Par Jennifer KNOCKD'après certains experts, il ne faudrait qu'une étincelle pour que nous assistions à une nouvelle crise alimentaire. A Rome, la semaine dernière, les grands de ce monde ont boudé le sommet des Natons unies sur la sécurité alimentaire. Mais la faim dans le monde, elle, ne fait qu'augmenter.
Cette semaine, nous sommes en Normandie où nous allons nous intéresser à une crise qui se déroule tout près de chez nous, la crise du lait.
Récemment, la crise du lait a fait les gros titres des journaux, elle montre la volatilité du prix des matières premières. Depuis des semaines, les producteurs excédés défilent et deversent des milliers de litre par terre en signe de contestation.
Les producteurs cherchent à tout prix des débouchés plus rentables. Pour survivre, à Lessay, ils produisent un fromage de qualité: le camembert au lait cru. Un produit de terroir qui attire toujours les consommateurs.
Le problème de la malnutrition n'est pas seulement dû au manque de nourriture mais surtout à la répartition des surfaces agricoles dans le monde. Au Pakistan 1/4 de la population souffre de la faim au quotidien et pourtant le gouvernement a décidé de louer des centaines de milliers d'hectares de terres au gouvernement saoudien. Un choix incompréhensibles pour les paysans d'Okara.

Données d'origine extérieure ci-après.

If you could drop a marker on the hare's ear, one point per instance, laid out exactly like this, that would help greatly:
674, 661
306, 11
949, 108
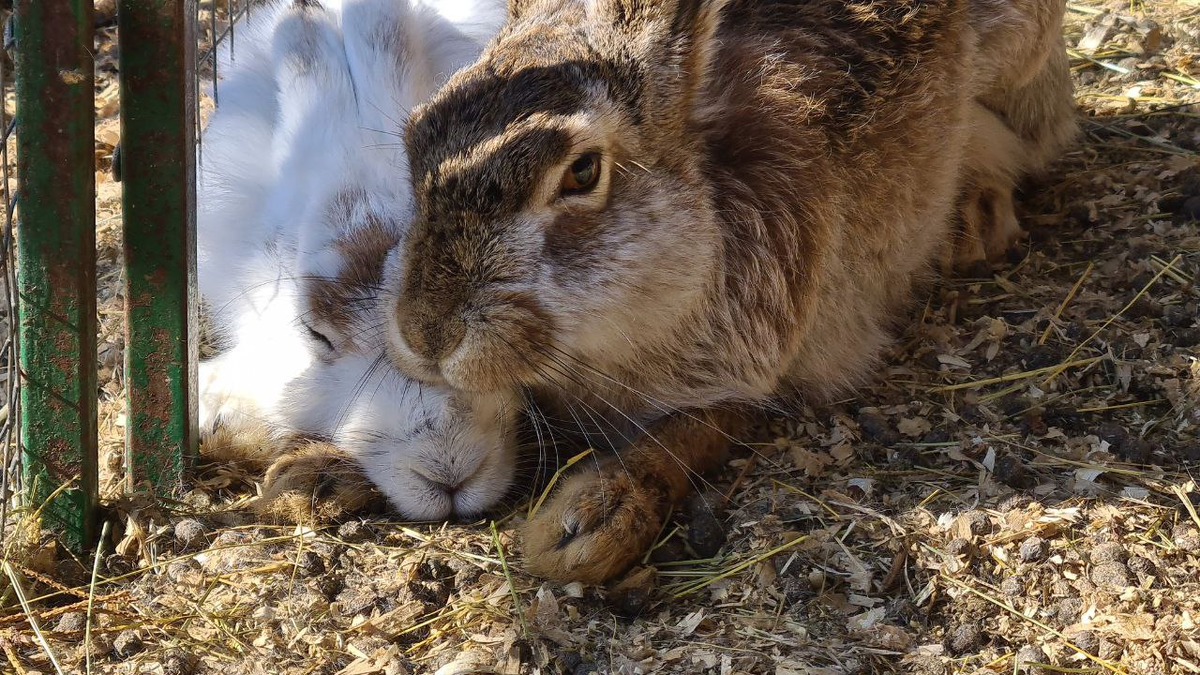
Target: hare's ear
696, 23
683, 30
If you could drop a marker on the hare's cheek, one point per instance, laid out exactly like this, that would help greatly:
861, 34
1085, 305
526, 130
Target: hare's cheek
508, 338
574, 246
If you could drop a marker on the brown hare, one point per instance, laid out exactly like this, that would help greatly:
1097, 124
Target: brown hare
660, 214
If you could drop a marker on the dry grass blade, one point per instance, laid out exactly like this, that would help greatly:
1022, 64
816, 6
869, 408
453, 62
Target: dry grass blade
1049, 629
19, 589
1017, 376
708, 581
91, 593
508, 577
1045, 334
1149, 285
553, 481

Enfin, l'Afrique est en pleine explosion démographique mais ce continent devrait payer le prix le plus fort dans les années qui viennent. LAfrique sud-saharienne est la seule région du monde où la production alimentaire par habitant a diminué régulièrement depuis 35 ans, en raison de lépuisement des terres mais aussi de la sécheresse. Au Kenya, des experts agricoles tentent d'initier la révolution verte.